Book Review: Digital Minimalism by Cal Newport
Every day I have an hour commute by BART – San Francisco Bay Area’s delightful transit system. When you are waiting for the train, there is a sight that will grab your attention every single day. Everyone is on the phone, mindlessly swiping gems on a game, binge-watching Netflix, and catching up with the latest on their favorite social media outlet. Caught up in their screens, it is fun to see people miss their stations.
As permanently connected devices have taken over our world., our attention span has shrunk. The endless bombardment of news, gossip, and fake news has made us information addicts. In this context, author, Cal Newport makes the case for choosing a focused life in a noisy world with the philosophy of Digital Minimalism. He argues that the current relationship with technology — where we are slaves to technology — is unsustainable and has to change.
“Your Time = Their Money.” This is the equation by which social media companies operate. Your attention is sold to advertisers. These companies have invested lots of energy in channelling human attention in a way that old media like newspapers and television could not do. They have invested a lot in figuring out how to exploit psychological vulnerabilities and trick the user into spending more time with their app. It is no accident that you are addicted to your phone.

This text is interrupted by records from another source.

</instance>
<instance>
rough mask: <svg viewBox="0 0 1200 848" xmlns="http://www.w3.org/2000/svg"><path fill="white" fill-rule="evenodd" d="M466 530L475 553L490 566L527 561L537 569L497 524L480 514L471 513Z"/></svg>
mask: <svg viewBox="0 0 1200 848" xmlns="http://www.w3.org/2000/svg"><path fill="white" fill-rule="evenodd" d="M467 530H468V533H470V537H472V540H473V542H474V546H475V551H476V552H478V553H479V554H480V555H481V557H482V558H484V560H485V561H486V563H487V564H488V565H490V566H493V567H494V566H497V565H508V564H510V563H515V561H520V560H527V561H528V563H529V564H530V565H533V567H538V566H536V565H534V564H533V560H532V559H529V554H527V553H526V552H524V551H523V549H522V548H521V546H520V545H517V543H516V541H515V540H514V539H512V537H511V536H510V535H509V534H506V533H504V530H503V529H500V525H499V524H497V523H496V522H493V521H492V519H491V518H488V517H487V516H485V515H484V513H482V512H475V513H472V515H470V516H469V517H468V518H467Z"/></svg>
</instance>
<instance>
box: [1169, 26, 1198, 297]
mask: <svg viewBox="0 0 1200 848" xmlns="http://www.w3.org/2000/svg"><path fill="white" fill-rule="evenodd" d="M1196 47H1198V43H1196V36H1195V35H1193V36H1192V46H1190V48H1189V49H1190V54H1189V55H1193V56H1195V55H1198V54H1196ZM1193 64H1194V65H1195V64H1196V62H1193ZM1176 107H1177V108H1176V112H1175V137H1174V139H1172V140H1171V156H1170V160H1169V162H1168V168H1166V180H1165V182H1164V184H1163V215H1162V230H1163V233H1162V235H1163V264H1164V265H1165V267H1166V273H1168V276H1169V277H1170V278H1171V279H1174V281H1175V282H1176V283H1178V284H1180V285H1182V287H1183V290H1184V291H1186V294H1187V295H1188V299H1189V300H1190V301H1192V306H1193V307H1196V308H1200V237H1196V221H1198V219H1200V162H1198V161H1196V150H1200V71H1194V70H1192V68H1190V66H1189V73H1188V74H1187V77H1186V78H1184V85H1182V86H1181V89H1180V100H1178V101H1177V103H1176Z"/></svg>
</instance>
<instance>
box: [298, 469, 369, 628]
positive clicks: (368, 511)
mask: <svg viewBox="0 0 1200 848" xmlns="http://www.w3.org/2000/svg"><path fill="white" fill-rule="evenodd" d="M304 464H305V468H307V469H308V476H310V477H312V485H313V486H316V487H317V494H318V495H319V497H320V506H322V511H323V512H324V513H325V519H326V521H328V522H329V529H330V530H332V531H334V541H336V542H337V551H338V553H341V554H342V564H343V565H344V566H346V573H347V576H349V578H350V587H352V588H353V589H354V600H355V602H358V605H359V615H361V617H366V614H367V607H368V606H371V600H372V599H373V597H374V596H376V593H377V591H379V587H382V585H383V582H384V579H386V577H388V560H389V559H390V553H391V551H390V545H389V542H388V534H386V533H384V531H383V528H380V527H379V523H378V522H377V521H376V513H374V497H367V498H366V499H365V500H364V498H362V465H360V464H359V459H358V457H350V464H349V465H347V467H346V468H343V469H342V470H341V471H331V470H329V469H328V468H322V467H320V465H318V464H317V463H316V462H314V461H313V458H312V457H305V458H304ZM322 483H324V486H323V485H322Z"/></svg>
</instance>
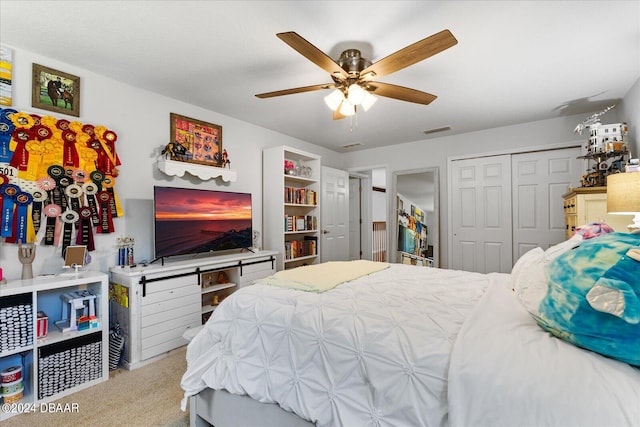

In fact, it is the new tobacco. Checking “likes” is the new smoking. The major issue is that it affects behavior. Within a few seconds of getting bored, people opt for their phones. Positive reinforcement coupled with the need for social approval is re-wiring our brains and this is due to the perfect execution of a massively profitable business plan.
Digital Minimalism is not about becoming a Luddite, but it is about you being in control of your life than technology wagging you. It goes beyond simple solutions like observing a digital sabbath and turning off notifications. It advocates being concious of your media consumption. It is a philosophy of technology use in which you focus your online time on a small number of carefully selected and optimized activities that strongly support things you value, and then happily miss out on everything else. Digital minimalists recognize that cluttering their time and attention with too many devices, apps, and services creates an overall negative cost that can swamp the small benefits that each individual item provides in isolation.
The book also gives practical tips on how you can achive this (eg, delete social media apps from the phone and use it on a computer). It also makes a call to have an enriching life by building things with your hand and having real life experience in the world instead of virtual ones. It also has tips from people who have adopted this ideology by reducing time spent online to focussing on high-value activities. As argued, our current unease with new technologies is not really about whether or not they’re useful. It’s instead about autonomy. In this new state, digital technology is still present, but now subordinated to a support role: helping you to set up or maintain your leisure activities, but not acting as the primary source of leisure itself.
While the initial part of the book is about the philosophy behind Digital Minimalism, the second part of the book is about actionable steps you can adopt. These steps are about making you from people analog than digital. It advocates getting out of passive consumption and instead spend that time doing a demanding activity which engages your brain. It calls to seek activities that require real-world, structured social interactions. This is a timely wake up call.